(New York) Une œuvre entièrement numérique de l’artiste américain Beeple a été vendue jeudi 69,3 millions de dollars par la maison d’enchères Christie’s, un record qui témoigne de la révolution en cours sur ce marché longtemps confidentiel.

Everydays : the First 5000 Days, assemblage de dessins et animations réalisés quotidiennement durant 5000 jours d’affilée, situe Mike Winkelmann, véritable nom de Beeple, parmi les trois artistes les plus chers du monde de leur vivant, tous supports confondus.

« Merde alors », a réagi Mike Winkelmann sur son compte Twitter après la clôture de la vente, qui aura duré deux semaines au total.

Deuxième record : quelque 22 millions d’internautes ont suivi les dernières minutes de la vente sur le site de Christie’s, pour ce qui constituait la première vente d’une œuvre entièrement numérique par une maison d’enchères majeure.

La quasi-totalité des participants à la vente (91 %) n’avait jamais enchéri chez Christie’s.
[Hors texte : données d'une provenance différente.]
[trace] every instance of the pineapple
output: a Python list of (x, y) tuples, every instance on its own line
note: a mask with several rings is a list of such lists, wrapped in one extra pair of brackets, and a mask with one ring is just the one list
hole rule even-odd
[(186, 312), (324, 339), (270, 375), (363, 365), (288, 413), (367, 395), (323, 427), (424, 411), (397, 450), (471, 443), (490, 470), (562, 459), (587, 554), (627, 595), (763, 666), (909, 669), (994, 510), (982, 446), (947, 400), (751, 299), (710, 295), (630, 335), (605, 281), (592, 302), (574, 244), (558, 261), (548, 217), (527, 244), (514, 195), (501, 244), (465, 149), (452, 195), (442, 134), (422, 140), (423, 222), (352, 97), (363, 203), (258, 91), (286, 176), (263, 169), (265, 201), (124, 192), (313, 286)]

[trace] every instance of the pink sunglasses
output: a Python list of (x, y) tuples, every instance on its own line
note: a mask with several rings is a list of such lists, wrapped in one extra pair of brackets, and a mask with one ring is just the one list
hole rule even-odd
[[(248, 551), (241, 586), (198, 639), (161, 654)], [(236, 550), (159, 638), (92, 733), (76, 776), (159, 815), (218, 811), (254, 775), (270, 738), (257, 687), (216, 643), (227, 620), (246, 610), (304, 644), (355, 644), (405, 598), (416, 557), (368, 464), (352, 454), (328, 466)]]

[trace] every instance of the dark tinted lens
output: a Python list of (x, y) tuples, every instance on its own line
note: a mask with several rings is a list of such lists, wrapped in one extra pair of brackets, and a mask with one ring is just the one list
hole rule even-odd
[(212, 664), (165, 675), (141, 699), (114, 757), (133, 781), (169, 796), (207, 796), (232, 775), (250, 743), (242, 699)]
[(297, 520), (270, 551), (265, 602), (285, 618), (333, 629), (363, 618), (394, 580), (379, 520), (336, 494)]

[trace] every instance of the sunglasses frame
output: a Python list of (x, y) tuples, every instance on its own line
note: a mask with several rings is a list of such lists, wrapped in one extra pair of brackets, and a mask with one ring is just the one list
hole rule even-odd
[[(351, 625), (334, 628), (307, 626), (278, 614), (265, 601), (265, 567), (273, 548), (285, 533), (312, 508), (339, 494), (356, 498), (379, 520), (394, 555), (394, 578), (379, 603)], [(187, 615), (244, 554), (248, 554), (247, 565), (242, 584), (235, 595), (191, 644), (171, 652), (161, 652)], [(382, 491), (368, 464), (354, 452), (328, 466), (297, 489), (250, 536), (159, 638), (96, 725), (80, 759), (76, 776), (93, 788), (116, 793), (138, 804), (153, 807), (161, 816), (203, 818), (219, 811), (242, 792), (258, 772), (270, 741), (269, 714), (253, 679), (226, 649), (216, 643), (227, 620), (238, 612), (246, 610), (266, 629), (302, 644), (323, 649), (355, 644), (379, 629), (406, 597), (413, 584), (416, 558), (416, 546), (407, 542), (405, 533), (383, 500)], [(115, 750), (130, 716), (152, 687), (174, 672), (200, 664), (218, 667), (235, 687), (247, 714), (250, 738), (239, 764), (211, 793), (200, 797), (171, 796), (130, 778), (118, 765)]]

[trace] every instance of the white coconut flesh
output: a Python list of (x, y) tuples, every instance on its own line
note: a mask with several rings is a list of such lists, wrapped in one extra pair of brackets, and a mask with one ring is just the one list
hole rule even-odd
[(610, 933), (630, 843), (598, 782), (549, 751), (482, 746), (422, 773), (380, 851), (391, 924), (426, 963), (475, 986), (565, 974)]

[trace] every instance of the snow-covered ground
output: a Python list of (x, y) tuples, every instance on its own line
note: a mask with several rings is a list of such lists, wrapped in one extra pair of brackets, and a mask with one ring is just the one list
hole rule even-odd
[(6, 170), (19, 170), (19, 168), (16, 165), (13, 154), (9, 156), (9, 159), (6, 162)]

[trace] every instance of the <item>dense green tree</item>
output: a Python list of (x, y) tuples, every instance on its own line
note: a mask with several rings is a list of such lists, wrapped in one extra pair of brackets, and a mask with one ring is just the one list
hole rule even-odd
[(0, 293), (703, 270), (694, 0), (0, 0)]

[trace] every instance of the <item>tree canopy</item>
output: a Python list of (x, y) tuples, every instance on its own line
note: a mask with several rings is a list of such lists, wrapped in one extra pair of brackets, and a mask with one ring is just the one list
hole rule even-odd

Une majorité d’entre eux (58 %) avait entre 25 et 40 ans, selon la maison d’enchères.  

Âgé de 39 ans, Mike Winkelmann était connu pour ses projets numériques et collaborations, mais avant fin octobre, il n’avait encore jamais vendu d’œuvre à son nom.

La vente de jeudi illustre la montée en puissance d’une nouvelle technologie d’authentification, utilisant la « blockchain » utilisée pour les cryptomonnaies, présentée comme un remède miracle aux copies, un des freins au développement de l’art numérique.

Elle permet de commercialiser des œuvres – et à peu près tout ce qui est imaginable sur l’internet, des albums musicaux aux tweets de personnalités – sous la forme de « non-fungible token », « NFT », ou jeton non fongible.  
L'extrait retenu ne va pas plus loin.